Nicolò Giso - From telemetry data to CSVs with Python, Spark and Azure Databricks

Transform telemetry data into CSV files using Python, Spark, and Azure Databricks, and discover how to prepare the data for analysis and machine learning models by filling missing values and removing duplicates.

Key takeaways
  • The presentation is about transforming telemetry data into CSV files using Python, Spark, and Azure Databricks.
  • The goal is to provide a manageable format for data analysis and machine learning models.
  • The data is collected from field machineries and devices, and the architecture consists of eight Databricks notebooks, each with a specific task.
  • The data is first transformed into a manageable format using the “Pivo” notebook, which transforms JSON lines into CSV files with variable SAS columns and a UTC timestamp as an index.

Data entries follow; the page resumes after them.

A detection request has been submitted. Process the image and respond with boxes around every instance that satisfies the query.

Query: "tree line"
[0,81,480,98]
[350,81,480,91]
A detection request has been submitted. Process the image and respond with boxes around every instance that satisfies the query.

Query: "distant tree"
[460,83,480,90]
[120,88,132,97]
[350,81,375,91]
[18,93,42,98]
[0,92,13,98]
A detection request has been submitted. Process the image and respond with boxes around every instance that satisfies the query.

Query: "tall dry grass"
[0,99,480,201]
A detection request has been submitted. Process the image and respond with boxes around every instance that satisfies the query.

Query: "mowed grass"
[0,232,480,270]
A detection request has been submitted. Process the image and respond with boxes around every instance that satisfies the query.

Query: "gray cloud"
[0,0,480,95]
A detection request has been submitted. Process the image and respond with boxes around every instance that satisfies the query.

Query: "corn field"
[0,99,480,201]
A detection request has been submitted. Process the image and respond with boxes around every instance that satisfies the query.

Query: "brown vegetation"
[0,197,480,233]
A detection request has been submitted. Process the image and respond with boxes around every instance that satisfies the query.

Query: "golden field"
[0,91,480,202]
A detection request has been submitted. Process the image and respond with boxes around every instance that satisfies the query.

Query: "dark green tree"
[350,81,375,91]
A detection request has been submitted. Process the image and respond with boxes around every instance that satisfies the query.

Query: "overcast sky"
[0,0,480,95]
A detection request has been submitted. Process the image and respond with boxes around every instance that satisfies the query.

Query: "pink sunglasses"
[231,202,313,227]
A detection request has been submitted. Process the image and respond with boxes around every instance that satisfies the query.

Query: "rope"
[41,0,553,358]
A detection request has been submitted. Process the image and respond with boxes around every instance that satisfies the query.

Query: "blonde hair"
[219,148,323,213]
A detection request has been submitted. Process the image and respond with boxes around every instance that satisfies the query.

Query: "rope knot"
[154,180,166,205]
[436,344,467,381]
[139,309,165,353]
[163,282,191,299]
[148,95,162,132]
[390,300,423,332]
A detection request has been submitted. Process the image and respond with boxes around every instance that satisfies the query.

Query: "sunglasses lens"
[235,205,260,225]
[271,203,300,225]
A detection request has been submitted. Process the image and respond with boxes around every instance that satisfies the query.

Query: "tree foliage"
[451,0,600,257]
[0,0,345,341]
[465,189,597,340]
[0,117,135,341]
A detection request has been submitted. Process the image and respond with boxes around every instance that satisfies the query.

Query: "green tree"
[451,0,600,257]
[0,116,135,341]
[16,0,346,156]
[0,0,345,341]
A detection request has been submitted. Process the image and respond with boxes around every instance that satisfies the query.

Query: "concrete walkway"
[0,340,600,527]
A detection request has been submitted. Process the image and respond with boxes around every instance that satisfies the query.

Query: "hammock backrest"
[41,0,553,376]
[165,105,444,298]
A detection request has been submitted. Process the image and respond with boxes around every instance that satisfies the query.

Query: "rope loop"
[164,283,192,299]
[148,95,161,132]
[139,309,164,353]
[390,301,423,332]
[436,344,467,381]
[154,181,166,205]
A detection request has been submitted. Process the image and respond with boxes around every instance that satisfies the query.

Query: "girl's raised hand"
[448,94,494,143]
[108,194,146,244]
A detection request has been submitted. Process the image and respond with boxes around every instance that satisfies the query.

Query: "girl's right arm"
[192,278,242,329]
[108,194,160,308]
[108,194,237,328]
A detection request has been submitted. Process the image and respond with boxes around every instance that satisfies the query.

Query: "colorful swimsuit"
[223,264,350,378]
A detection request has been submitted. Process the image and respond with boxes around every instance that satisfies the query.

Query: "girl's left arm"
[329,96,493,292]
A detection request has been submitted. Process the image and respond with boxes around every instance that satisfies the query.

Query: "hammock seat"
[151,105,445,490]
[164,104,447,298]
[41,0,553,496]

  • The data is then processed to fill missing values, remove duplicates, and truncate the UTC timestamp to the second.
  • The data is further processed to pivot and group the data by variable and timestamp, and finally, the data is saved to Azure Data Lake.
  • The compute KPI notebook calculates basic KPIs such as mean, minimum, and maximum, and stores the results in a Cosmos DB collection.
  • The presentation highlights the use of Azure Data Factory for orchestration, and the integration with Visual Studio Code for local development.
  • The speakers mention the importance of data cleansing and formatting for accurate analysis and machine learning models.
  • The presentation concludes with the demonstration of the final result and the next steps for improving the solution.